Hi:
The steal_locks() call in binfmt_elf.c is buggy. It steals locks from
a files entry whose reference was dropped much earlier. This allows it
to steal other process's locks.
The following patch calls steal_locks() earlier so that this does not
happen.
Cheers,
--
Debian GNU/Linux 3.0 is out! ( http://www.debian.org/ )
Email: Herbert Xu ~{PmV>HI~} <[email protected]>
Home Page: http://gondor.apana.org.au/~herbert/
PGP Key: http://gondor.apana.org.au/~herbert/pubkey.txt
Hi:
The unshare_files patch to flush_old_exec() did not restore the original
state when exec_mmap fails. This patch fixes that.

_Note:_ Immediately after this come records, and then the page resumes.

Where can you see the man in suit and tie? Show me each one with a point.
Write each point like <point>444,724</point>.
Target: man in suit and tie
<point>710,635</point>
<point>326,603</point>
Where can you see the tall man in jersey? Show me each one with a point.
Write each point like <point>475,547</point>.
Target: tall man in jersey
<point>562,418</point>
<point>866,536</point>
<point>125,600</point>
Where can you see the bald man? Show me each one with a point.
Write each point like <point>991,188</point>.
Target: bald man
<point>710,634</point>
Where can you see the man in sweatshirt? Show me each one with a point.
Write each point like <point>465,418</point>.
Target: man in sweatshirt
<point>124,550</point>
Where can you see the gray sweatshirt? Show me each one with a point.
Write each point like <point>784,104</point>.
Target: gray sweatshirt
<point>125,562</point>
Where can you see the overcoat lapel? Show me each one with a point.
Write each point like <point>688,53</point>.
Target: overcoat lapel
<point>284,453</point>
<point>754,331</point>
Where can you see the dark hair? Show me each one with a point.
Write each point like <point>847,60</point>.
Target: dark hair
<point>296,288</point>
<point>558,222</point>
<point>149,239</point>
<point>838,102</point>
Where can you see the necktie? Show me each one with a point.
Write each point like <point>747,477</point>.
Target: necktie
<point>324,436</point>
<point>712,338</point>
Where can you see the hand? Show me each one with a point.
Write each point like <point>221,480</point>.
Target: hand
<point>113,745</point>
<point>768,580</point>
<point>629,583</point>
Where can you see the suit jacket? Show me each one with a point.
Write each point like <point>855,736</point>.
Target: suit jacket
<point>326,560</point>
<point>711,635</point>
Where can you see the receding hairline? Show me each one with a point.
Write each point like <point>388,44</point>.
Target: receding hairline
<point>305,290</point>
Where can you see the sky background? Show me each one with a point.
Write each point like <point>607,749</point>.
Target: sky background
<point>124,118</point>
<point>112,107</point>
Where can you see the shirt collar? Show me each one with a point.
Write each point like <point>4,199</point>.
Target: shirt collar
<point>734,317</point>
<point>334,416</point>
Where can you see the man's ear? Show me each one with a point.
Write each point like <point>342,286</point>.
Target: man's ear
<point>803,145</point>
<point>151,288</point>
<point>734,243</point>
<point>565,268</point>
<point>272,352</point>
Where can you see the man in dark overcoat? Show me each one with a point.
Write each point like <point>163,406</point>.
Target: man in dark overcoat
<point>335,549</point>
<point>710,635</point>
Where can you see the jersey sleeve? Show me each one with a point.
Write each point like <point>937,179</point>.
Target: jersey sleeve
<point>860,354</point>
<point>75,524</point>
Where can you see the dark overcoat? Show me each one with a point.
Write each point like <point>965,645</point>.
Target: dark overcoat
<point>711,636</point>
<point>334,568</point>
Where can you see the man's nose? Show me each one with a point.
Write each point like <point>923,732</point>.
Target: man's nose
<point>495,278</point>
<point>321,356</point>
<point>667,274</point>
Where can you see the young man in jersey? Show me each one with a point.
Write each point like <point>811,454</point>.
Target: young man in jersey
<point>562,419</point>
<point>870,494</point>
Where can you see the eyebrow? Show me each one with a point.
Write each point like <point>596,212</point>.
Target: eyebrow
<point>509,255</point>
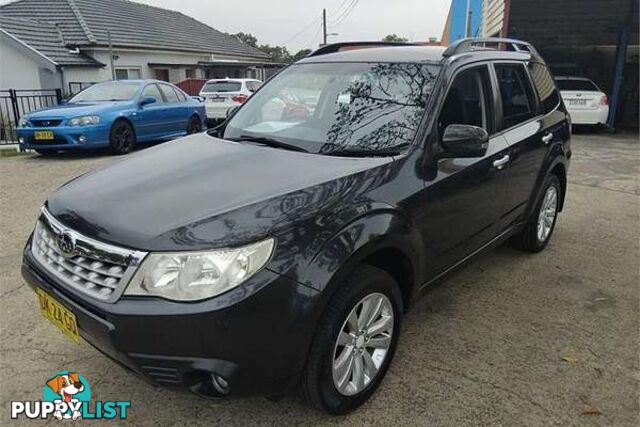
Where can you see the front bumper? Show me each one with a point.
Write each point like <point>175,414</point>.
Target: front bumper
<point>255,337</point>
<point>66,137</point>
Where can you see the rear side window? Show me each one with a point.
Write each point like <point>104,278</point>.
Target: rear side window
<point>468,101</point>
<point>181,96</point>
<point>153,91</point>
<point>516,94</point>
<point>547,92</point>
<point>577,84</point>
<point>169,93</point>
<point>222,87</point>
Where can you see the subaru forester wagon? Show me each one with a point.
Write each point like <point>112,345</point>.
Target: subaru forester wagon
<point>280,250</point>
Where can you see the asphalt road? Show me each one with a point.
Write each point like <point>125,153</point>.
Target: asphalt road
<point>513,339</point>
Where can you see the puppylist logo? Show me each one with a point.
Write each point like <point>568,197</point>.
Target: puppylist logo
<point>67,396</point>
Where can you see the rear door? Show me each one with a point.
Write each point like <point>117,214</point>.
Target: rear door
<point>173,112</point>
<point>466,198</point>
<point>530,122</point>
<point>150,123</point>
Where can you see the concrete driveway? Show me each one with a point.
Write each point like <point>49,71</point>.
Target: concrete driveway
<point>513,339</point>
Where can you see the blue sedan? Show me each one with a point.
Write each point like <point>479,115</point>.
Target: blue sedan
<point>115,114</point>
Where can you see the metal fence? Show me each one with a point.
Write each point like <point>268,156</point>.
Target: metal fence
<point>15,103</point>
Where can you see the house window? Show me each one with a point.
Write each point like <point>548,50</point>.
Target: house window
<point>128,73</point>
<point>162,74</point>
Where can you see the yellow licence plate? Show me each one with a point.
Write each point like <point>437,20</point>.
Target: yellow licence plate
<point>60,316</point>
<point>40,135</point>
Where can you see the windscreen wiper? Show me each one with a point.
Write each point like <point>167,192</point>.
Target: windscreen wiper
<point>269,141</point>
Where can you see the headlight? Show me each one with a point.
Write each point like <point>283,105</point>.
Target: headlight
<point>191,276</point>
<point>84,121</point>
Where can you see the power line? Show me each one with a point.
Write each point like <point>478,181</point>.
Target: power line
<point>346,14</point>
<point>301,31</point>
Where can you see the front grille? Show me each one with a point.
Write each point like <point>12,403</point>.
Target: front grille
<point>96,269</point>
<point>45,123</point>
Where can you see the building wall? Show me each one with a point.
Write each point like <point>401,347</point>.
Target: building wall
<point>492,17</point>
<point>21,69</point>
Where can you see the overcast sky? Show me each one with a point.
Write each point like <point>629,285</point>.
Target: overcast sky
<point>296,23</point>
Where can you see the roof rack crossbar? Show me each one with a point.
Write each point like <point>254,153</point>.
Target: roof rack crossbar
<point>337,47</point>
<point>468,44</point>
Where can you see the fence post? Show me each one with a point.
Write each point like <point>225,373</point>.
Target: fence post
<point>14,105</point>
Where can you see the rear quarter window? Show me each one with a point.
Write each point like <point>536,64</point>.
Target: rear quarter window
<point>577,85</point>
<point>222,87</point>
<point>543,81</point>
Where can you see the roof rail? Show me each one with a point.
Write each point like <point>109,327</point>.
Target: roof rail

At this point, I believe the unshare_files stuff should be fine from
a correctness point of view. However, there is still a performance
problem as every ELF exec call ends up dupliating the files structure
as well as walking through all file locks.
Cheers,
--
Debian GNU/Linux 3.0 is out! ( http://www.debian.org/ )
Email: Herbert Xu ~{PmV>HI~} <[email protected]>
Home Page: http://gondor.apana.org.au/~herbert/
PGP Key: http://gondor.apana.org.au/~herbert/pubkey.txt
On Fri, Aug 08, 2003 at 08:53:21PM +1000, herbert wrote:
>
> The steal_locks() call in binfmt_elf.c is buggy. It steals locks from
> a files entry whose reference was dropped much earlier. This allows it
> to steal other process's locks.
>
> The following patch calls steal_locks() earlier so that this does not
> happen.
My patch is buggy too. If a file is closed by another clone between
the two steal_locks calls the lock will again be lost. Fortunately
this much harder to trigger than the previous bug.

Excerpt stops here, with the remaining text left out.